Regarding the high price of o3, researcher Nat McAleese explained this: Although o3 is the most expensive model in the current testing stage, it has opened a new era of "computing for performance." By increasing the amount of calculations in the testing phase, o3 improved model performance to an "incredible level."
Nat believes that although it is indeed expensive at the moment, as technology advances, the price of tokens will gradually decrease. More importantly, the team has found a way to efficiently convert calculations into performance improvements, which indicates that the capabilities of AI models will be greatly improved in the future.
Finally, there is the issue of OpenAI model training speed. Jason Wei, who is very influential in the Chinese community, said: The upgrade from o1 to o3 only took three months, which proves that the new paradigm of reinforcement learning based on the thinking chain is better than the traditional pre-training method that can be launched every 1-2 years. The new model is much faster paced.
Even Tadao Nagasaki, President of OpenAI Japan Office, also came out to support: "Didn't we just release o1 in September? Now we have begun early evaluation of o3!"
2. What information should be conveyed by collective businessThis time OpenAI employees collectively endorsed o3. First of all, it was because rightHigh confidence in the product. Through interpretation from different angles, they hope that the outside world can have a more comprehensive understanding of o3's breakthrough achievements in mathematics, programming and reasoning. OpenAI intends to show the outside world that it is still the leader in AI technology and still has a presence in a market full of competitors.
In addition, at this critical time when OpenAI is facing external doubts and intensified competitive pressure, coupled with the frequent loss of core employees and the impact of the "whistleblower" scandal, all-employee operations also have a bit of "teaming together for warmth" " means. They tried to use this release to send several signals to the community:
1. New breakthroughs in the expansion rule
Many OpenAI researchers pointed out that o3 and o3-mini verified the increase in computing resources , data volume and model parameters can indeed bring significant performance improvements, and break through the limitations of the "diminishing benefits" of the traditional expansion law, proving that the model still has huge room for improvement in the future.
2. Technological innovation does not “hit the wall”
By forwarding test data and detailed interpretation, employees emphasized that the concept and performance of the o3 series have broken through many people’s imagination of the boundaries of AI models. Not only did it achieve breakthroughs in performance that exceeded expectations, it also demonstrated broader applicability. Compared with the rumors about GPT-5's "difficult birth", OpenAI wants to prove that they are opening up another innovative path.

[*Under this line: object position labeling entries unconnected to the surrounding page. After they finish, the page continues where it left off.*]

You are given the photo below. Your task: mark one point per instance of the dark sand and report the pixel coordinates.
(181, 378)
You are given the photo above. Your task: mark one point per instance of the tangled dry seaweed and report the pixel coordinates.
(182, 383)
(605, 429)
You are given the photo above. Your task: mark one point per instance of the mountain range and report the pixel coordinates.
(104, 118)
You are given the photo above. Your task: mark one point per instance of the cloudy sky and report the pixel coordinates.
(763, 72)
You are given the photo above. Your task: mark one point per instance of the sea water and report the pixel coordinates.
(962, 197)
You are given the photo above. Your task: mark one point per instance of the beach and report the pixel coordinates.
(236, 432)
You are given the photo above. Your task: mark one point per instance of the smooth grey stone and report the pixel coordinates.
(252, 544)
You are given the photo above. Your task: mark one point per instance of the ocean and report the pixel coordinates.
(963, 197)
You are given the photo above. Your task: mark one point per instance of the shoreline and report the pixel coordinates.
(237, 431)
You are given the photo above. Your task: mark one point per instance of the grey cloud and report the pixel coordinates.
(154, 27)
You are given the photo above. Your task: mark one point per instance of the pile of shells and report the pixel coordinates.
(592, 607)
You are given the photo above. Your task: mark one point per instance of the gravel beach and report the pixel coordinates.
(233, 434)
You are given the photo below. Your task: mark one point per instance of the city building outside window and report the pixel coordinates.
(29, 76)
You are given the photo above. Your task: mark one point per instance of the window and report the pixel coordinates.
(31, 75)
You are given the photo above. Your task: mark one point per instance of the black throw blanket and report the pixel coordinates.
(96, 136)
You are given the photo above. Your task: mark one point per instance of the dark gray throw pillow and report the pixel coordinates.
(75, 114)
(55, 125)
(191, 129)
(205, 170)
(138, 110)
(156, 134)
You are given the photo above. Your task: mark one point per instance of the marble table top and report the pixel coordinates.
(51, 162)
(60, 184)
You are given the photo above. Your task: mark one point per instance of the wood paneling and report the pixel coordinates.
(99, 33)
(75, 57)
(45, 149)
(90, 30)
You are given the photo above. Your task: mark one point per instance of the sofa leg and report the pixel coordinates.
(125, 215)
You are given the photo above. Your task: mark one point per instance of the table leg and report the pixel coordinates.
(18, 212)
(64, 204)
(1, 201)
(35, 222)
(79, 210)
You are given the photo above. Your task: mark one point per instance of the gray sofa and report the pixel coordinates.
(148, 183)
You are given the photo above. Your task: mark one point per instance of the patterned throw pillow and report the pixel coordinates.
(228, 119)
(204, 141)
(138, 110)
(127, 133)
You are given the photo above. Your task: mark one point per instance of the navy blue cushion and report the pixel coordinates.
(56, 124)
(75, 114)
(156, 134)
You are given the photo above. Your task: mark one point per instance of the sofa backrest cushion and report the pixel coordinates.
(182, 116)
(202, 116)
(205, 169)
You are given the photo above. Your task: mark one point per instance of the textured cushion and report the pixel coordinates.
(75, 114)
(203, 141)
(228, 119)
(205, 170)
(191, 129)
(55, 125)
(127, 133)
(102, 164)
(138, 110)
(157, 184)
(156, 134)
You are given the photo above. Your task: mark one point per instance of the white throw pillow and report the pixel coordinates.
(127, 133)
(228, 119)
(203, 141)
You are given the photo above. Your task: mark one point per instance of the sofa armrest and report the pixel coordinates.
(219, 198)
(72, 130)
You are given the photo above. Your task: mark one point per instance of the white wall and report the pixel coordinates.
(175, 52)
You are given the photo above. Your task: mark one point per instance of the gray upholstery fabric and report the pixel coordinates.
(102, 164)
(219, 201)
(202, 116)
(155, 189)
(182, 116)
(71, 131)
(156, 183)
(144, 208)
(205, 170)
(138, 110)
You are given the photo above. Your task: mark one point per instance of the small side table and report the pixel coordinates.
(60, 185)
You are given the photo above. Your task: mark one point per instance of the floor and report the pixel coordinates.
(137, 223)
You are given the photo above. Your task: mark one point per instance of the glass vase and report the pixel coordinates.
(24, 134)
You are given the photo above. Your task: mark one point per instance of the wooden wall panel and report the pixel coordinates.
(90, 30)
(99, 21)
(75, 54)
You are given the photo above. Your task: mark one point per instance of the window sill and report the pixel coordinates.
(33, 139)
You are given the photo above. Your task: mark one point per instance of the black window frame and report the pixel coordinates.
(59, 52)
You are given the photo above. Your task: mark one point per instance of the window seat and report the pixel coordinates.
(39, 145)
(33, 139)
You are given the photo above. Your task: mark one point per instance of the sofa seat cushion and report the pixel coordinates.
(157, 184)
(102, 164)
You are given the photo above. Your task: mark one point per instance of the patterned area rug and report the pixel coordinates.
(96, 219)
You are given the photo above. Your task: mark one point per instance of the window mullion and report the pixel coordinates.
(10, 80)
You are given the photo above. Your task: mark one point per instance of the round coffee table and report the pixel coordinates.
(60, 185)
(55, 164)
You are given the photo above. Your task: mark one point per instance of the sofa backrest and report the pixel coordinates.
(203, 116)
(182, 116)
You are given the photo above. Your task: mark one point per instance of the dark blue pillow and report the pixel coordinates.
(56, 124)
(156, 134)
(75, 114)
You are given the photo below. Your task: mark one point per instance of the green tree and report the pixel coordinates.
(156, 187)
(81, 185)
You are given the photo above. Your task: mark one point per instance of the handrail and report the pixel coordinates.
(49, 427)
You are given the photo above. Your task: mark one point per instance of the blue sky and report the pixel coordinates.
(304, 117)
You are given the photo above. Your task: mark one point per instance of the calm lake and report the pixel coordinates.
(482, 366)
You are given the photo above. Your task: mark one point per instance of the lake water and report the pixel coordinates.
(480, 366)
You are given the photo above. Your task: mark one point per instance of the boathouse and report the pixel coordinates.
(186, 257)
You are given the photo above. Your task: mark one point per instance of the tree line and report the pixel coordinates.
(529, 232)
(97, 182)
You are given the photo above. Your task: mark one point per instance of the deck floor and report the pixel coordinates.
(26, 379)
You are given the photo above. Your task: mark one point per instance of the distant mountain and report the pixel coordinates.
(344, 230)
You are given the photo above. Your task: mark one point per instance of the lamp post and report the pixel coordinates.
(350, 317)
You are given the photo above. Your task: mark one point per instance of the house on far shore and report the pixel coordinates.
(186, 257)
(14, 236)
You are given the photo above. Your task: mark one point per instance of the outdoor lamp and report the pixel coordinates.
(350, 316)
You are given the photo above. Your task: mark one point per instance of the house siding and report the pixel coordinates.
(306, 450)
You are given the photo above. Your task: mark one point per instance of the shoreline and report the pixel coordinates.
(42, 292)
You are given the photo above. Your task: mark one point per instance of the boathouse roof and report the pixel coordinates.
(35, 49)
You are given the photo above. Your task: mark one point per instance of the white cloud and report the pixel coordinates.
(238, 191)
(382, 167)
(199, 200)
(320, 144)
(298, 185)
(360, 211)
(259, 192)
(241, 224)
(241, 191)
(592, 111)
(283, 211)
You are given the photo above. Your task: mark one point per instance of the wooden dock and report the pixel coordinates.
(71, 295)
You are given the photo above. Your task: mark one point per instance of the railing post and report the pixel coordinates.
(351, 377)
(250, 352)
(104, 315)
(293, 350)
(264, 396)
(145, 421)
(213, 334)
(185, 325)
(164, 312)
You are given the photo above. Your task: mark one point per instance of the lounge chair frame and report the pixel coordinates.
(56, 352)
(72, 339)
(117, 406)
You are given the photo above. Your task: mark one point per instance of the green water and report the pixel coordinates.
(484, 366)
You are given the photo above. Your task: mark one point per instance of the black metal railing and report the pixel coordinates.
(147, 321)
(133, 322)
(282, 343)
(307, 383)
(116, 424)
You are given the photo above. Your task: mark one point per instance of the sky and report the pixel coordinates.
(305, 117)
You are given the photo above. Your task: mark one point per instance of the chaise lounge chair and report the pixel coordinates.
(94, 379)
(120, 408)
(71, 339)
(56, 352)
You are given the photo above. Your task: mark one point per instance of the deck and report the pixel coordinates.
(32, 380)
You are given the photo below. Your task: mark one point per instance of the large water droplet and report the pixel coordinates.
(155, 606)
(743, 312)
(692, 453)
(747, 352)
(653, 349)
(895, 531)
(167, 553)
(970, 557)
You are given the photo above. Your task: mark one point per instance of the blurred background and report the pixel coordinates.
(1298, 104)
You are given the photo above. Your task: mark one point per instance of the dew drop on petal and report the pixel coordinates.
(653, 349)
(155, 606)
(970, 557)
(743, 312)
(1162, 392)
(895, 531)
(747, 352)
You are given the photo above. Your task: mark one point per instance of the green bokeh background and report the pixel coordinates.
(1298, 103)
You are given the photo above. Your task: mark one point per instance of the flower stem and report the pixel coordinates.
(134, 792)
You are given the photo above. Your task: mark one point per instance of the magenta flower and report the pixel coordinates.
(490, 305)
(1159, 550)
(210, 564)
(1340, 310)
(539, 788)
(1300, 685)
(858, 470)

3. The training speed has not slowed down
In the face of external doubts about the iteration speed of the OpenAI model, especially in the context of increasingly fierce global AI competition, the number of employees from o1 to o3 That quickly escalated into a clear response. This shows that OpenAI has the ability to break through the traditional 1-2 year development cycle of pre-training, launch high-quality models at a faster speed, and stabilize market confidence.
Looking back, from the launch of the official version of o1 to the official announcement of o3, these 12 days of technical live broadcast were more like a massive OpenAI show. At this time last year, the "OpenAI is nothing without its people" show of support that shocked the entire network had just come to an end. One year later, OpenAI cannot be said to be bad, but it is no longer the peak glory it once was during GPT. After experiencing various ups and downs, perhaps every employee wants to work hard to make OpenAI great again at the end of the year.